O foro privilegiado também é especialmente lembrado em casos de corrupção cometidos por parlamentares ou membros do Executivo. Pedidos de extinção não são uma reivindicação rara em protestos brasileiros, seja da direita ou da esquerda. Para entender melhor como ele funciona, TAB conversou com Flávio de Leão Bastos, professor de Direito Constitucional e Direitos Humanos na Faculdade de Direito Mackenzie e presidente da Frente Ampla Democrática pelos Direitos Humanos.

O que é, então, o foro privilegiado? Na verdade, o nome correto (ou melhor, técnico) é foro especial por prerrogativa de função — embora "foro privilegiado" tenha se popularizado. Ele determina que certos cargos públicos possam ser julgados de forma diferente, em relação ao de um cidadão comum, e ser realizaria em instâncias superiores ou especiais.
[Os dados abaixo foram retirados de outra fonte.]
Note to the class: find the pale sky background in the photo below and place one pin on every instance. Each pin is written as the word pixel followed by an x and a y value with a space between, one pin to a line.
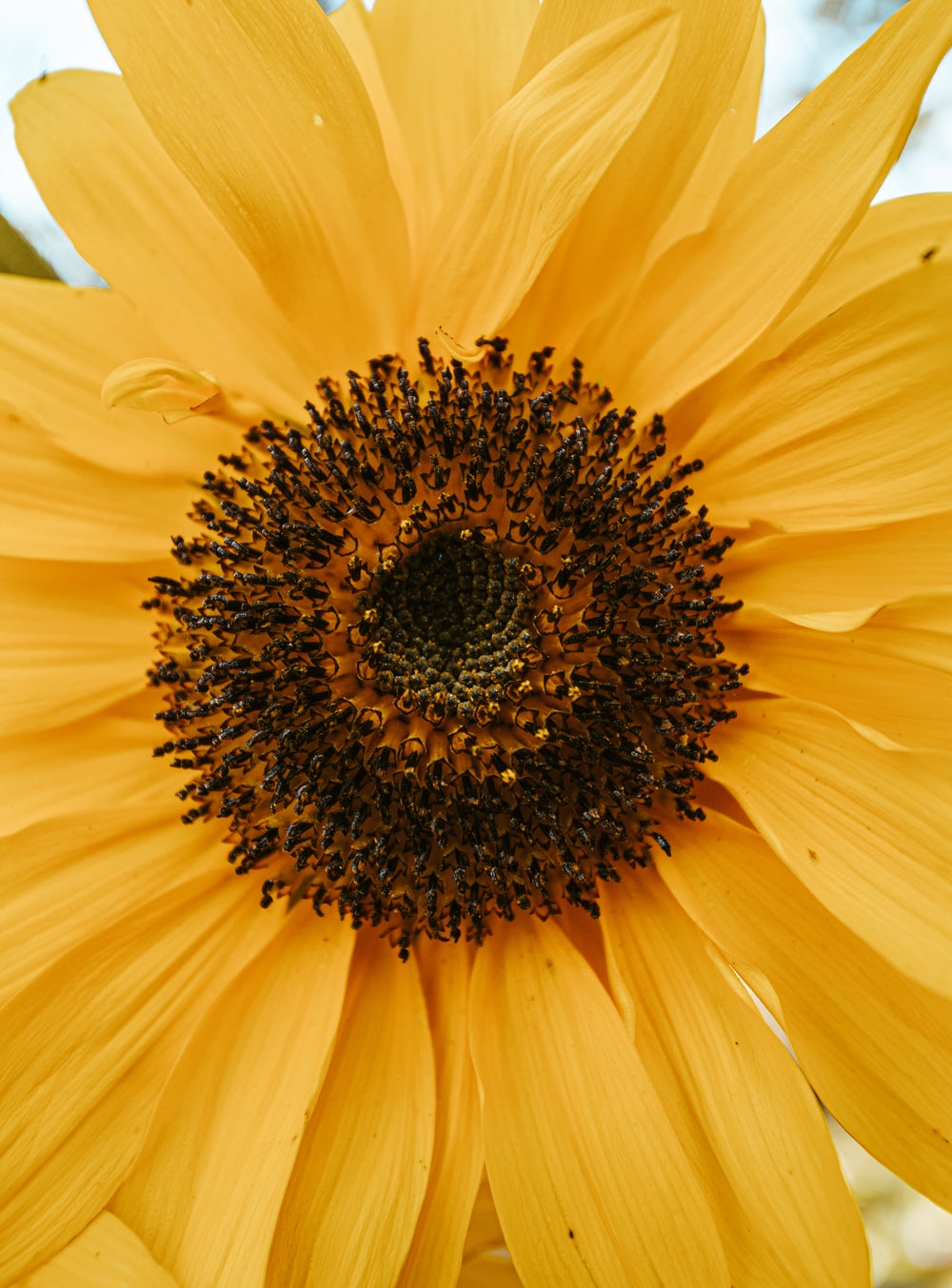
pixel 805 39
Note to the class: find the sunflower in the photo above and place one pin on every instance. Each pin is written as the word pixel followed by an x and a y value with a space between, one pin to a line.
pixel 521 518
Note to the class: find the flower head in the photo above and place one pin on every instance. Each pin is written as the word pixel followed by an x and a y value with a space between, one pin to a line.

Desde quando existe? O foro é uma herança direta da colonização portuguesa. Em Portugal, algumas autoridades gozavam de certos privilégios em processos judiciais. No Brasil, o foro privilegiado foi consolidado logo na primeira Constituição, em 1824. Criava-se a figura do Poder Moderador e estabelecia-se, no artigo 99, que a "pessoa do Imperador é inviolável, e sagrada", e "não está sujeita a responsabilidade alguma". Também determinava que certos membros do governo tinham direito a julgamentos especiais.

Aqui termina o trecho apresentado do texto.